October in the prairie brings on a rush of flowering activity. Many late season species of plants are just getting cranked up about now, making their way to flowering before first frost arrives. Likewise, activity of pollinators increases as so many species of flowering plants come into peak bloom and availability of nectar becomes abundant.
Here on the Gulf coast where our growing season is spread out for such a long duration, spring and summer flowering plants have long finished, stepping aside for the prairie crescendo triggered by the shortening of days.
False Foxglove, a fairly common Louisiana plant
A white colored form of Gerardia shows up occasionally.
And so do the caterpillars of the Common Buckeye Butterfly. Its not uncommon to find one or more of these on each plant.
The hallmark of the fall prairie aesthetic along with late blooming Salvia, Asters, Goldenrods, Blazing stars, and so many other species, are the grasses, the vibrant bones of the prairie. Light refracting grasses shine in the fall and winter season, providing structure and form, beauty and robustness; exuberance.
Here in the Gulf coastal plain, prairie is a year-round feature for man and creature.
In the ecology of restored prairies that are grown from seed, grasses are the part of the landscape that densely covers the ground and is the least hospitable toward weedy species – old field weeds. The southern native prairie grass doubles as a nurse crop for perennial prairie wildflowers. All find their niche – and grow and fight for space, nutrients and moisture, root zone – a real fight for individual survival.
Its so fun and exciting each year to see and feel the liveliness of all the activity in a garden such as this.

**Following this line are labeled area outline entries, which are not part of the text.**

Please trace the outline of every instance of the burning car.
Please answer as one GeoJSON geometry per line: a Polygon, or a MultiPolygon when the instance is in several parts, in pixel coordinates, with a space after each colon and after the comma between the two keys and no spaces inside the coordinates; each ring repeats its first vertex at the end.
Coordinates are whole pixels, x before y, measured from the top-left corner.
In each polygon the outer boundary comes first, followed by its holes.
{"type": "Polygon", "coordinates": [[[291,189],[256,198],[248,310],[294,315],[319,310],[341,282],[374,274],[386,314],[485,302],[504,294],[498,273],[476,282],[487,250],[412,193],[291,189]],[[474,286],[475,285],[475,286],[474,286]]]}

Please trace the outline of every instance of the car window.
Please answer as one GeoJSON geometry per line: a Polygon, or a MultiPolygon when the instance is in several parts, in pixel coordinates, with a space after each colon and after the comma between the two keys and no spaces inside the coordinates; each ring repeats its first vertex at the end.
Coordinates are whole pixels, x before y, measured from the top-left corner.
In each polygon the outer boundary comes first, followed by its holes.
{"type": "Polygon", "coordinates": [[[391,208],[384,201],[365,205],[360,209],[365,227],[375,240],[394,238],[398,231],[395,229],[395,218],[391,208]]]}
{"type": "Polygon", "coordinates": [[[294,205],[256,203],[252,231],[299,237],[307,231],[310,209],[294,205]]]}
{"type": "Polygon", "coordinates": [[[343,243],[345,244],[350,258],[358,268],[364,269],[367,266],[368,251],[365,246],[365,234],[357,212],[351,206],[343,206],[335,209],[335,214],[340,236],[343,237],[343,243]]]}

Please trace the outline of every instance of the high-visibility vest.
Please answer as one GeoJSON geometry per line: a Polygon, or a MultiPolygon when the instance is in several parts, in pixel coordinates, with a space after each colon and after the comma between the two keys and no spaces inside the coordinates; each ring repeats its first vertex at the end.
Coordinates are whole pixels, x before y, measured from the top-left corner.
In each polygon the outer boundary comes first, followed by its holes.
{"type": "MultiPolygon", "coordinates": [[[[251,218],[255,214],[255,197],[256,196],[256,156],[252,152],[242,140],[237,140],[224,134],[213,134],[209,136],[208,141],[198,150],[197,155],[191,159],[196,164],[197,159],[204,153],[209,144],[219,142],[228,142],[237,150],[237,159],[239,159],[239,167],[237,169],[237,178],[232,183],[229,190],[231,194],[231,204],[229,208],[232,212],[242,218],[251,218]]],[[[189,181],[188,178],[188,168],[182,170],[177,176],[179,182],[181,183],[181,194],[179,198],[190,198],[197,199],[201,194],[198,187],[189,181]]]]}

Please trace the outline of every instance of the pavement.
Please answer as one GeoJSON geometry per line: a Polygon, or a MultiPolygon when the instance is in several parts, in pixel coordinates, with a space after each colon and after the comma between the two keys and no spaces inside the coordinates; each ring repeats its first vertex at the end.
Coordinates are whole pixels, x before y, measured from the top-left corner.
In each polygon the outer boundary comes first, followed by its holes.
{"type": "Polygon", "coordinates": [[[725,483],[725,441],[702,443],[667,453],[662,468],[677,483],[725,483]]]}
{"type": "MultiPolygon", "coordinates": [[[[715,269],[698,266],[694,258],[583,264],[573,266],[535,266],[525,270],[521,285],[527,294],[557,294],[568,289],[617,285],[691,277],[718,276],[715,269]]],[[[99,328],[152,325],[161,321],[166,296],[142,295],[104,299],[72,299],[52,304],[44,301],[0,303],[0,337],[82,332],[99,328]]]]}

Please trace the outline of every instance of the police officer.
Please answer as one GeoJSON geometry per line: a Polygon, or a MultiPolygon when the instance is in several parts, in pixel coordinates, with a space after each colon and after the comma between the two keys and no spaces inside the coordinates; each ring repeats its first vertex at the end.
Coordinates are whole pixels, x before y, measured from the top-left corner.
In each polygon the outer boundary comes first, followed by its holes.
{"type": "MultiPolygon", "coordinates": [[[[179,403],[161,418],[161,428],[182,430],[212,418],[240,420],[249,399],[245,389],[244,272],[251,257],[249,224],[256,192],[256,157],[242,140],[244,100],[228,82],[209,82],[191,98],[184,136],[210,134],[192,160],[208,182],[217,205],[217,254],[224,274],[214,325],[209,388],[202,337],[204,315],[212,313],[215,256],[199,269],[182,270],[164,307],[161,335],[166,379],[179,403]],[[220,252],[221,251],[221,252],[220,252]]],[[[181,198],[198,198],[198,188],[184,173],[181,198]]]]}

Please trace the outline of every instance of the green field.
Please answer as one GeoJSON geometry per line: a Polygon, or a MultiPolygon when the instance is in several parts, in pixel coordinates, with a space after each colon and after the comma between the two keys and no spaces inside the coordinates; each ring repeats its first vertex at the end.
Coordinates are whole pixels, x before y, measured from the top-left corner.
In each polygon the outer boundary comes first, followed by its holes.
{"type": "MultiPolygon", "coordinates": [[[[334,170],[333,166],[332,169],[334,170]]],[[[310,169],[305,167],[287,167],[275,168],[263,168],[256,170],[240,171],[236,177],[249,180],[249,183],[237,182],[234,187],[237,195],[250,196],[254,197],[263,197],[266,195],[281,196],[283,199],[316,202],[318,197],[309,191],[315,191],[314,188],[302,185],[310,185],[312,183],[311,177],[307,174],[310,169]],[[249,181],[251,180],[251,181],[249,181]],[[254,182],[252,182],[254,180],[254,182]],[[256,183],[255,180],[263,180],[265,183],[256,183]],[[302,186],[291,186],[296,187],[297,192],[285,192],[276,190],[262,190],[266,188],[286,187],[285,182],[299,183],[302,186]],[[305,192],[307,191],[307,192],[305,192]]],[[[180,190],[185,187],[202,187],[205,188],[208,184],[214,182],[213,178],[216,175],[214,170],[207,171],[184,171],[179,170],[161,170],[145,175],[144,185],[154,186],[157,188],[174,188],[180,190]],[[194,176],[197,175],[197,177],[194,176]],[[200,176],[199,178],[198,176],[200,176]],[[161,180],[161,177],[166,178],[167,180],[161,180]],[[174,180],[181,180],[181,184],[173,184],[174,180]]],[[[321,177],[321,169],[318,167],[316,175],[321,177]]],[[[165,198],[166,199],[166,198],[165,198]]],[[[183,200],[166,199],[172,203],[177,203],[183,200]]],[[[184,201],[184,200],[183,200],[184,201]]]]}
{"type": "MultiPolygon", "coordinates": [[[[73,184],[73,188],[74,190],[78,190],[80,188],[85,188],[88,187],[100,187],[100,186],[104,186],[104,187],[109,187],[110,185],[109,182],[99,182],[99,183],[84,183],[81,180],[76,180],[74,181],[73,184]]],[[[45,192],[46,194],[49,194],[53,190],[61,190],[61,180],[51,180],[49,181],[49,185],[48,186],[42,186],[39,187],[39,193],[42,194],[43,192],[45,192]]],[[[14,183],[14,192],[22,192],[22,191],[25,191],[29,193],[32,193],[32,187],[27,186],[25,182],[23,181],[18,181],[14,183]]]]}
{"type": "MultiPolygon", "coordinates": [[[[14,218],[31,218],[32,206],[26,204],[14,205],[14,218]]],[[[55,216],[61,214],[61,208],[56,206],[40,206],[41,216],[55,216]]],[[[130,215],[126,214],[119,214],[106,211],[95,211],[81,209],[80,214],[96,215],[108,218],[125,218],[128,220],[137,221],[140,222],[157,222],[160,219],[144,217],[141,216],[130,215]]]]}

False Foxglove is a great plant to try from seed. So easy. Its almost a guarantee you’ll get a stand of plants from a tiny bag of seed. It thrives with a little disturbance. Just collect seed by stripping the stalks with your hands any time, now until first frost. Put them in a paper bag and keep dry. Sow the seed whenever, in crudely prepared soil. They’ll grow!
Repentance Park, City of Baton Rouge, La., an urban park with a grassy flair!
Indian grass, it turns out, happens to be an effective low maintenance groundcover for an extreme-slope large scale landscape condition.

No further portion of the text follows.